Sanne Roberts, Vice Chair of the South East Branch and co-organiser said: ‘It was great to welcome delegates to Surrey History Centre in Woking for our Day School and IHBC SE AGM. We had an excellent line up of speakers followed by some fascinating tours, as described further in our write up by Surrey Rep and Events Officer Chris Reynolds’.
Chris Reynods, SE Branch Events Officer and Day School lead organiser writes:
Following the publication of revisions to the National Planning Policy Framework (NPPF), this year’s IHBC South East Day School focused on putting policy into practice, and was hosted at the Surrey History Centre in Woking.
We were delighted to have a range of speakers including Victoria Thomson, Head of Planning at Historic England. Victoria provided the Branch with a planning policy update which included a look at the 2018 (and 2019) NPPF. She noted that while on the surface it appeared little had changed for the historic environment, changes outside chapter 16 could be perceived to have a significant impact. It is heartening that the Government’s consultation responses clearly identifies that the changes do not affect the weight that should be given to heritage. Planning system resources from Historic England can be found at here.
Victoria encouraged as all to read the NPPF in totality – not something many of us confess to have done!
The Day School also heard from Rob Lloyd-Sweet, Historic Places Advisor for South East England, who discussed trends and heritage tools for managing the high street. Rob highlighted the increase in businesses operating out of listed buildings and the links between this and experiential retail where heritage makes an important contribution. Much of Rob’s presentation is directly relevant to the emerging theme for the IHBC Annual School 2020 which will take place in Brighton from 18 to 20 June. Keep an eye out for more details at Nottingham 2019 and through future NewsBlogs.
The application of policy to the historic environment was a key theme of the Day School and a number of presentations looked at how this has been carried out in Surrey. Rebecca Lambert from Historic England talked about the challenges of protecting Brooklands Race Track, the first motor racing venue in the world, which is both a Scheduled Ancient Monument and a conservation area. Benjamin Parker from the Heritage Trust Network discussed resources available for Building Preservation Trusts to enable them to meet their objectives, including a toolkit which is available to members.
From Woking Borough Council we were joined by Dr Zafar Iqbal who talked about his efforts to restore the Grade II listed Muslim Burial Ground and how this related to the council’s core policies. In the afternoon Zafar took delegates on a tour of the burial ground showing some of the improvements, including the removal of overhead power lines by the National Grid at the cost of £250k.
In addition to visiting the Muslim Burial Ground, the South East Branch were also fortunate to visit the Shah Jahan Mosque in Woking.
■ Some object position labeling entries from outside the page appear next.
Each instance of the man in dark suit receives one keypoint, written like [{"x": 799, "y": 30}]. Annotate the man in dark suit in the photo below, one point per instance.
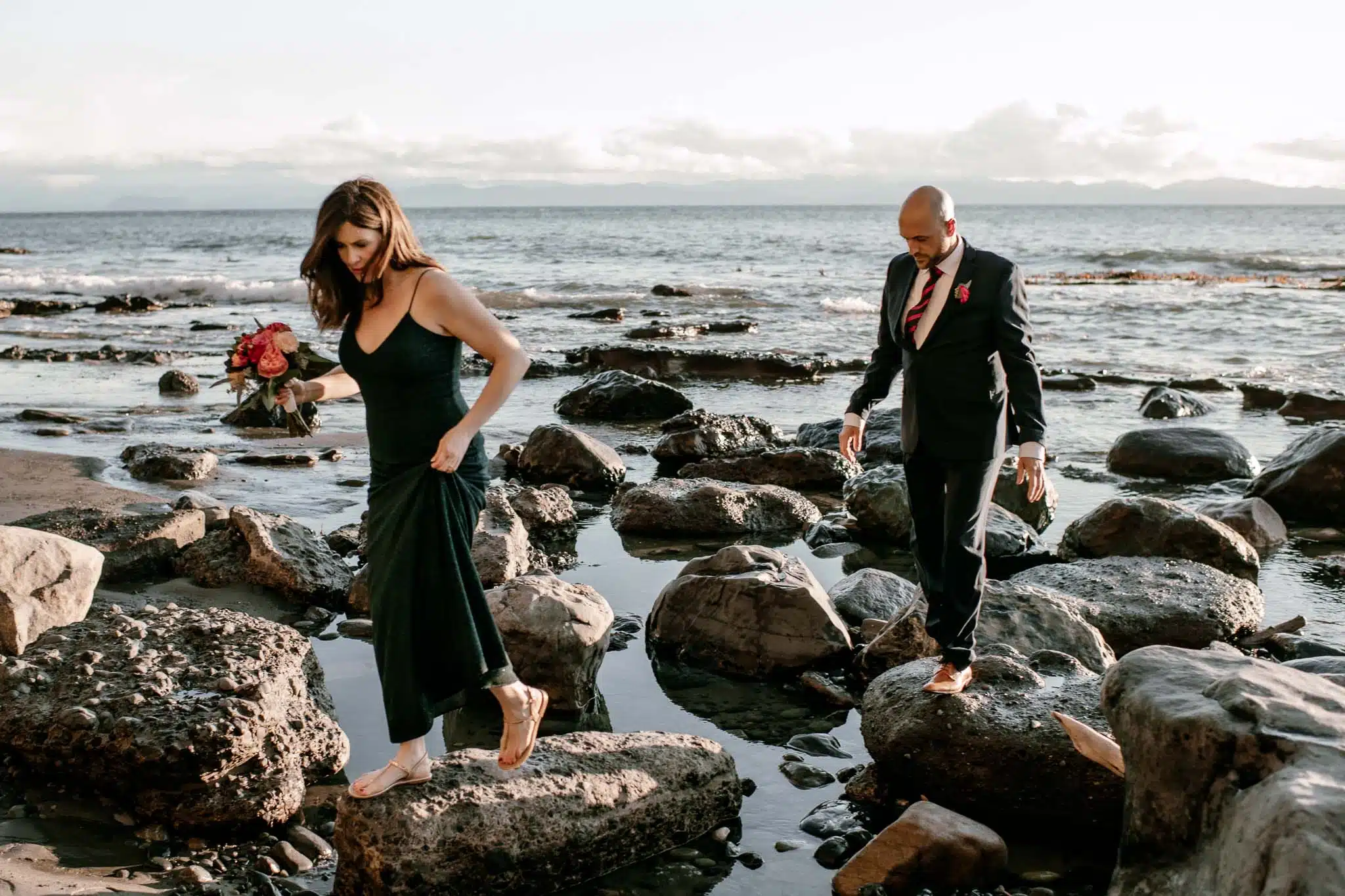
[{"x": 954, "y": 322}]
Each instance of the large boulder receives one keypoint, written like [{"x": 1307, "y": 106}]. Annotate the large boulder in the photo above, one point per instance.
[
  {"x": 1158, "y": 528},
  {"x": 1181, "y": 453},
  {"x": 584, "y": 805},
  {"x": 556, "y": 634},
  {"x": 1165, "y": 403},
  {"x": 1306, "y": 481},
  {"x": 557, "y": 453},
  {"x": 709, "y": 507},
  {"x": 499, "y": 543},
  {"x": 133, "y": 545},
  {"x": 793, "y": 468},
  {"x": 46, "y": 581},
  {"x": 974, "y": 752},
  {"x": 1012, "y": 496},
  {"x": 701, "y": 435},
  {"x": 617, "y": 395},
  {"x": 1235, "y": 775},
  {"x": 880, "y": 503},
  {"x": 154, "y": 463},
  {"x": 1254, "y": 519},
  {"x": 881, "y": 437},
  {"x": 195, "y": 719},
  {"x": 1136, "y": 602},
  {"x": 748, "y": 610}
]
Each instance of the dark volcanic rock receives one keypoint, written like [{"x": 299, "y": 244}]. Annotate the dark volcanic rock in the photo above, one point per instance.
[
  {"x": 712, "y": 616},
  {"x": 973, "y": 752},
  {"x": 708, "y": 507},
  {"x": 617, "y": 395},
  {"x": 1158, "y": 528},
  {"x": 1306, "y": 482},
  {"x": 568, "y": 816},
  {"x": 1166, "y": 403},
  {"x": 794, "y": 468},
  {"x": 1181, "y": 453},
  {"x": 699, "y": 435},
  {"x": 133, "y": 545},
  {"x": 197, "y": 719},
  {"x": 1137, "y": 602},
  {"x": 1234, "y": 771}
]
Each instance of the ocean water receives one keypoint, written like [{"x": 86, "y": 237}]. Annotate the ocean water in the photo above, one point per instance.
[{"x": 808, "y": 276}]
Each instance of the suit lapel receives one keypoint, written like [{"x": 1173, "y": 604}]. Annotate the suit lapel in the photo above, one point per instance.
[{"x": 951, "y": 307}]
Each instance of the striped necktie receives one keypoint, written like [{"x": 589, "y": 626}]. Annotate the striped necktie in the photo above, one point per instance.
[{"x": 919, "y": 308}]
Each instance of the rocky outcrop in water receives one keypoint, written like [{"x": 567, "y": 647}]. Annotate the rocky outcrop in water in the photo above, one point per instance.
[
  {"x": 994, "y": 752},
  {"x": 793, "y": 468},
  {"x": 709, "y": 507},
  {"x": 557, "y": 453},
  {"x": 1137, "y": 602},
  {"x": 46, "y": 581},
  {"x": 556, "y": 633},
  {"x": 584, "y": 805},
  {"x": 133, "y": 545},
  {"x": 699, "y": 435},
  {"x": 155, "y": 463},
  {"x": 1181, "y": 453},
  {"x": 1165, "y": 403},
  {"x": 1235, "y": 775},
  {"x": 617, "y": 395},
  {"x": 748, "y": 610},
  {"x": 194, "y": 719},
  {"x": 1306, "y": 481},
  {"x": 1158, "y": 528}
]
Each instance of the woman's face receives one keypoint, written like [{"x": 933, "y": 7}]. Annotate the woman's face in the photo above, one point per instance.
[{"x": 358, "y": 246}]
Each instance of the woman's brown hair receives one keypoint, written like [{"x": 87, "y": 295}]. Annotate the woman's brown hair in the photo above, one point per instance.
[{"x": 332, "y": 291}]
Built in 1889 by Gottlieb Wilhelm Leitner, the building is the oldest purpose built mosque in Western Europe and was upgraded to Grade I in March last year. The visit offered delegates a fascinating opportunity to learn about Muslim culture and how mosques are designed and function.
The final visit of the day was to the Grade II listed Railway Electrical Control Room where we were kindly hosted by Network Rail. Built in 1936 by Swedish first Asean, the function of the building was to control electrical power to railway lines across the Southern network. While the exterior of the building is of a standard design, the interior was influenced by International Modern principles and is particularly impressive. The South East Branch are very grateful to all the speakers and hosts who made the day possible.